Sorry that you’re going through this, it is hard and it hurts.
Time to find new friends.

IfIcouldturnbacktime217 · 04/10/2019 22:09

Yes I agree there has definitely been no malice. I just find it so upsetting when people know I've had a hard time they can't even text. Some days I speak to nobody apart from the baby and on days like that it really gets me down they can't even reply.
All of these friends have kids apart from one.
There was a night out arranged for this weekend, which would be my first proper night out but one them asked if we could do the week after so it got changed to then, which I can't do.
Think I do need new friends, how do you get them in your mid 30s though?

OP posts:
user1474894224 · 04/10/2019 22:16

You find new friends at baby groups. It's not easy but will happen.
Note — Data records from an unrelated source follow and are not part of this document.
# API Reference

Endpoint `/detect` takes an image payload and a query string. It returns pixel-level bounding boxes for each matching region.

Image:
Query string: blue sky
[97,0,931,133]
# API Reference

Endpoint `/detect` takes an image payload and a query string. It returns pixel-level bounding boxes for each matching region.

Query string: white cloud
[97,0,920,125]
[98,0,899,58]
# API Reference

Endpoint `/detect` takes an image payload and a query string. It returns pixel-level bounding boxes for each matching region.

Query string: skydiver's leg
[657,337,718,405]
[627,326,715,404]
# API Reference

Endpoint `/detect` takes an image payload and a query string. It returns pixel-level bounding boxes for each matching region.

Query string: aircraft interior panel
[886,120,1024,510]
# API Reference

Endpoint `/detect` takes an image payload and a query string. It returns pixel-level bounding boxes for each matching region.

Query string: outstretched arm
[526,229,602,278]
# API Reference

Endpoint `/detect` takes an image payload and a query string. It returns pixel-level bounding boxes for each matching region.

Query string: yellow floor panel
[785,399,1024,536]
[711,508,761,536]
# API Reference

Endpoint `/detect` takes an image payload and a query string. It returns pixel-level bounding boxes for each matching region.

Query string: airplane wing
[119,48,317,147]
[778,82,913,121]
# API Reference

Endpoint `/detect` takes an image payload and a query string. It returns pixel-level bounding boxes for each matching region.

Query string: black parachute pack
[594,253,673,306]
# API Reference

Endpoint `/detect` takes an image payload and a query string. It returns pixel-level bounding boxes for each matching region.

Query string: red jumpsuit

Firstly you can have the odd coffee during the day and play dates. And out of a few of these you may meet a new friend. Just go armed with a smile (and the baby!).

jamdhanihash · 05/10/2019 09:55

I think the loneliness of being in a 'friendship group' that doesn't work for you is worse than having no friends, in my experience. You can make new friends when the time is right, meantime have the courage to accept these friends are not who you need and distance yourself.

TheKarateKitty · 06/10/2019 23:11

Like @jamdhanihash, I found it better to have no friends rather than in a group that thought I was only good enough to be Plan B.

You will make more friends, ones that value you. Baby groups, and when your little one is in school, parents of the children she gets close to, and also any groups you join. I found it hard at first, but made friends with parents of kids close to my children, then a couple from my exercise classes.

alexdgr8 · 06/10/2019 23:28

these were probably acquaintances rather than friends, so not much lost really.

also, some women do avoid newly=single women, in case their men are tempted away... however stupid this may seem, these attitudes are still prevalent I think.
anyway, you don't need them. you are naturally feeling a bit lonely at the moment, , but you will meet other mothers through stay-and-play etc groups, what about any church groups for young parents, you don't have to go to church, but there are often community activities. it might help you to link in more with area where you live.